The most naive way of spreading the information is that a client sends its wait-for graph to all clients that occur in this graph. Optimally a client only sends part of the graph to another client, if that client does not have that information and is not getting it from another client.

The latter can partly be achieved by clients only sending information to clients that have a smaller reference, or alternatively, only to those that have a bigger reference.

Another strategy which reduces the number of messages sent, and therefore is efficient when computation is much cheaper than sending (as in our setting) is that clients only send to clients that it is waiting for and only send the information of the clients that wait for it.

Analogous to this, the client could send the clients that wait for it, the information of the clients it is waiting for.

Any of the above spreading strategies can even be improved by computing which information the client one wants to send something to should already have, such that no superfluous information is sent if avoidable.

The wait-for graph is easily implemented by using standard data structures and computing cycles in such a graph is a well known operation for which several algorithms exist in literature.

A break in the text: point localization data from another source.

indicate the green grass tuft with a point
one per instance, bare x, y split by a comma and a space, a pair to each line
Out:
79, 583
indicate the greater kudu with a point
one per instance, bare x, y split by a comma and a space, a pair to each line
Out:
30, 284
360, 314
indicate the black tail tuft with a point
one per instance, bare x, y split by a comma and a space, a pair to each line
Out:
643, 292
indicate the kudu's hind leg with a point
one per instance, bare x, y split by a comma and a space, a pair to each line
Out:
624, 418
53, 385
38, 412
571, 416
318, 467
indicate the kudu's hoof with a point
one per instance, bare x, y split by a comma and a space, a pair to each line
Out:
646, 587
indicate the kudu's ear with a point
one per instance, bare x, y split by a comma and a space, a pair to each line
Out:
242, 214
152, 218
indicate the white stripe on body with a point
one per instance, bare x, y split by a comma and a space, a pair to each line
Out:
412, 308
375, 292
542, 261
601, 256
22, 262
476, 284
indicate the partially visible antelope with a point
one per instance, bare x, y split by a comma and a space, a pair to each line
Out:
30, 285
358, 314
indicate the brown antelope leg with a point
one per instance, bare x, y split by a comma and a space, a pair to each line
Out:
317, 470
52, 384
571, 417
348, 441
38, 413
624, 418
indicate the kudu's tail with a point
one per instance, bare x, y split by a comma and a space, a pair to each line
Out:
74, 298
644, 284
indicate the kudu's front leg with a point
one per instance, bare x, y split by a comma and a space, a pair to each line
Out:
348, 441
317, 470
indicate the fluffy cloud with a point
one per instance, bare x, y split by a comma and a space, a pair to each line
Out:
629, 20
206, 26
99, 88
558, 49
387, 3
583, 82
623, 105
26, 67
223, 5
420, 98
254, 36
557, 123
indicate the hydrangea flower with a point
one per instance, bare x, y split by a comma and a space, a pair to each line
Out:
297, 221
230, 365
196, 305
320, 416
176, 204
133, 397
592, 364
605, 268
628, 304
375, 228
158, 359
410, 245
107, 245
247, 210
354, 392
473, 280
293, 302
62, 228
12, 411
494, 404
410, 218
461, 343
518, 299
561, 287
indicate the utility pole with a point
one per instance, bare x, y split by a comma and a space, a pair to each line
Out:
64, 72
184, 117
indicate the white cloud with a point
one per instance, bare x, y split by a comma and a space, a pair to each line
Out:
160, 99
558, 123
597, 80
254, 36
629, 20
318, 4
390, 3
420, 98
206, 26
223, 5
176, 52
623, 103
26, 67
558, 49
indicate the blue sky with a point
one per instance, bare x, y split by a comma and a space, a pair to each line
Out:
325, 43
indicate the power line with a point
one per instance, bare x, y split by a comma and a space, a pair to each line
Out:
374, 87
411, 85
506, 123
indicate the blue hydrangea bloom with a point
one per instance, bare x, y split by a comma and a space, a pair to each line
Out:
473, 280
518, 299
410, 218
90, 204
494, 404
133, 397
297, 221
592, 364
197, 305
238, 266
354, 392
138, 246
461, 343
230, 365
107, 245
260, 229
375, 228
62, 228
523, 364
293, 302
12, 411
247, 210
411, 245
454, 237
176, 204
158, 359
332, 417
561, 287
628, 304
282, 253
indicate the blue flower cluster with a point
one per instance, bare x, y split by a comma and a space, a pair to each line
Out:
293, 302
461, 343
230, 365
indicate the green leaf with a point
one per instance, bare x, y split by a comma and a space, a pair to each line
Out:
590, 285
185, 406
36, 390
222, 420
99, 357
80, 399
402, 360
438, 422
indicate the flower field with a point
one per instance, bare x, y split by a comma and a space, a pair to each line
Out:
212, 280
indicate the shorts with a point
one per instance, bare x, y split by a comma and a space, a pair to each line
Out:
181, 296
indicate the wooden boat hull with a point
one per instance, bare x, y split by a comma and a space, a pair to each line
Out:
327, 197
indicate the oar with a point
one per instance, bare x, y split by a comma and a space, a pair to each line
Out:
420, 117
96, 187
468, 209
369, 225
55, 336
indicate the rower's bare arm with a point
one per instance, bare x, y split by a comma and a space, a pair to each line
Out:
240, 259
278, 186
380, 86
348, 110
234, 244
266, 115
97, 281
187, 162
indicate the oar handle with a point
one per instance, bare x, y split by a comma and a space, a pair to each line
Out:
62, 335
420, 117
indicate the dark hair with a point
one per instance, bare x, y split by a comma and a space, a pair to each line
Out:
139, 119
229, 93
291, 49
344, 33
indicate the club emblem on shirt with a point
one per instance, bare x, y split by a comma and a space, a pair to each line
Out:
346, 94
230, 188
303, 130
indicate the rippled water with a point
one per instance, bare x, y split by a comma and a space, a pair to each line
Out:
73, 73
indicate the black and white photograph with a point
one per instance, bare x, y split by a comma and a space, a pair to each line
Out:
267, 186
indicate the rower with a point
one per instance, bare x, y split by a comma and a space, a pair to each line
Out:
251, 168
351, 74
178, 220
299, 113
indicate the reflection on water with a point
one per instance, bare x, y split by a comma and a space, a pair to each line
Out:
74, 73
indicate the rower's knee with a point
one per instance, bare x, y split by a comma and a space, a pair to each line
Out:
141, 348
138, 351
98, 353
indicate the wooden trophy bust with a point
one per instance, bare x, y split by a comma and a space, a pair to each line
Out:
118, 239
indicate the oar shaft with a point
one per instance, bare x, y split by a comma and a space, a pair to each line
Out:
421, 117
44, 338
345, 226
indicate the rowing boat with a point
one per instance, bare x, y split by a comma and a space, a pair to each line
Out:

Specific for the client interface algorithm is that nodes in the graph contain both client identity, the object that the client is locking,and whether the client has obtained the lock to this object. An arc is drawn from one node to another if the client in this triple is waiting for the client in the other node. Note here that not all clients need be presented in the graph, but only those that hold a lock. However, the relation that expresses a client waiting for another client takes all known clients into account.

Whenever a cycle is detected, from the nodes on this cycle the client with largest reference surrenders the object it locks.